In response to lead regulator requirements, ACCA is creating a committee that will have responsibility for reviewing the results of audit inspections – in particular, where an unsatisfactory grade is the outcome – and for ensuring that inspections are carried out to a consistent standard.

The Audit Monitoring Committee will have limited powers. For example, it will not be able to withdraw, suspend or impose conditions on a certificate, although it could recommend that a case is referred to the Admissions and Licensing Committee, which can consider whether to exercise those powers.

The results of certain audit inspections will be referred each month to the monitoring committee, which will consider each case on the basis of the monitoring visit report prepared by ACCA and related documents, the firm’s action plan produced in response to the visit report, and a preliminary risk assessment carried out by the monitoring department. The monitoring committee will determine the outcome of the monitoring visit, the timing of the next visit and whether any additional action appears necessary. The firms concerned will then be notified accordingly.

Because the meetings will not be oral hearings, the ACCA members involved will not be present nor represented, nor will an ACCA case presenter be in attendance.
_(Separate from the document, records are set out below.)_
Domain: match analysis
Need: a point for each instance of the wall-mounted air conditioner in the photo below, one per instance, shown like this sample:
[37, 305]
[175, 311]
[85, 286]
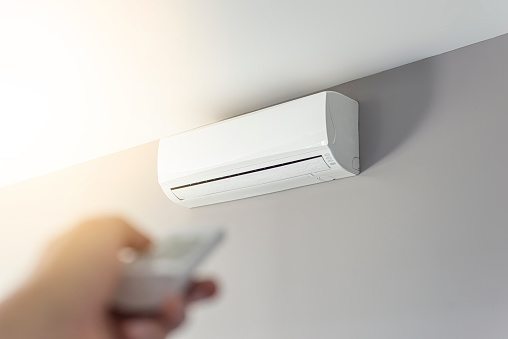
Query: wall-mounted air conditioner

There will be no advance publicity of cases referred to the monitoring committee, and its decisions will not be published.

For those visits not referred to the monitoring committee, ACCA will notify the firm of the outcome and follow up once it has received and assessed the firm’s action plan and any other outstanding matters from the visit have been resolved.

ACCA believes that the introduction of an independent review earlier in the monitoring process will demonstrate that the existing inspection arrangements are consistently applied and effective in upholding appropriate standards of audit work.